Assessing late-time singular behaviour in symmetry-plane models of 3D Euler flow

etc15 Tracking Number 84

Motivated by work on stagnation-point type exact solutions of the 3D Euler fluid equations by Gibbon [Gibbon et. al. Phys. D, 132, 497, (1999)] and the subsequent demonstration of finite-time blowup by Constantin [Constantin, Math. Res. Notices, 9, 455, (2000)] we introduce a one-parameter family of models of the 3D Euler equations on a 2D symmetry plane. These models provide a collection of blow-up scenarios which admit analytical solutions and are computationally inexpensive in comparison to the full 3D Euler equations. We take advantage of these features to examine the efficacy of novel methods which aid the assessment of finite-time blow-up in numerical simulations. The principal of these is the mapping to regular systems [Bustamante, Phys.
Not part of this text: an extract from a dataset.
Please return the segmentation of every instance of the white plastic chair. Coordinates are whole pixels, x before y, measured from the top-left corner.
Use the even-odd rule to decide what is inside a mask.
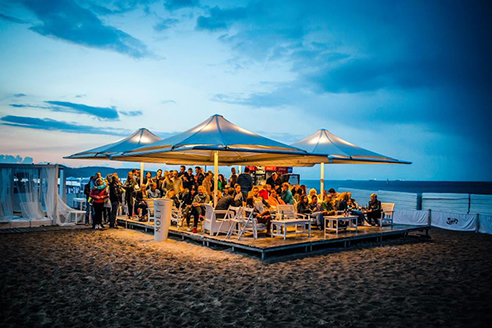
[[[231,228],[231,225],[233,224],[232,219],[234,219],[240,211],[241,211],[240,206],[239,207],[229,206],[227,212],[224,215],[224,218],[220,221],[219,229],[217,229],[215,235],[218,236],[219,233],[221,232],[224,232],[227,235],[229,233],[229,229]]]
[[[393,227],[393,213],[395,212],[395,203],[381,203],[381,219],[379,226],[383,226],[383,221],[389,222]]]
[[[228,210],[214,210],[210,204],[205,204],[203,206],[205,207],[205,219],[203,221],[204,232],[208,231],[209,234],[213,236],[214,233],[220,232],[221,228],[229,230],[227,222],[223,222],[223,219],[217,219],[217,214],[223,214],[225,216],[227,215]],[[226,226],[223,227],[224,223]]]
D, 240, 1092, (2011)]; a bijective nonlinear mapping of time and the prognostic variables based on a Beale-Kato-Majda (BKM) type supremum norm regularity condition [Beale et. al. Commun. Math. Phys. 94, 61, (1984)]. We show a 3 order of magnitude increase of accuracy of the singularity time when employing the mapping with negligible additional computational expense. An investigation of the spectra of the primary field (vortex stretching rate) allows us to confirm a power law decrement of the analyticity-strip width with time in agreement with rigorous bounds bridging between the global spatial behaviour and BKM theorems [Bustamante & Brachet, Phys. Rev. E. 86, (2012)].